After a Historic Year For Their Music Scene, Electronic Music In Cuba Is Here to Stay

In the the third installment of the series, we head to Santiago de Cuba, to see how dance music’s path through the decades has resulted in the scene’s most vibrant moment.

by David Garber
Aug 11 2016, 4:25pm

In the first two episodes of Sub.Culture:Cuba, our three-part look into the development of dance music on the island, we learned how early electroacoustic music built a bridge for Cuba's first wave of DJs to cross into a new era of machine-led sound, followed by a dive into how those first selectors channeled the socialist country's economic turbulence to develop a nightlife scene. Now, in the the third and final installment of the series, we head to present-day Santiago de Cuba, where MANANA festival took place in May of this year, to see how dance music's journey through the decades has paved the way for the scene's most vibrant moment.

In the episode, two of MANANA's founders, local MC Alain Garcia Artola, and British nightlife organizer, Harry Follet, discuss how collaboration is at the core of the festival's ethos. They explain the event's initial vision, which is to explore and present on stage, the space where Afro-Cuban music (a style native to Santiago de Cuba) and contemporary electronic music intersect—filling their bill with the likes of international talents like Quantic, Nicolas Jaar, and A Guy Called Gerald, as well Cuban acts like Wichy De Vedado and rumba band Okkubuté. Working with talents both international and local, the event connected the music of Santiago de Cuba with dance music in a broader context—and it worked.

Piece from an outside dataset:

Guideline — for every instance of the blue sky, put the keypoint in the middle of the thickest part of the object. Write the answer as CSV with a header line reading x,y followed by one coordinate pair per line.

We later catch up with Alain, a heron on the local music scene, who invites us to sit on the roof of the house he grew up in and tells us he got involved with the festival. Harry, who met Alain when he first traveled to Cuba to help build a collaborative music studio, helps trace the festival's long journey toward success. In closing, we hear once again from local Cuban DJs like Djoy de Cuba, who expresses the importance of an event like MANANA to his career and life's journey. He also explains how Major Lazer's recent blowout street performance in Havana, a spectacle that took place shortly before MANANA, further cements the fact that dance music is here to stay on the island.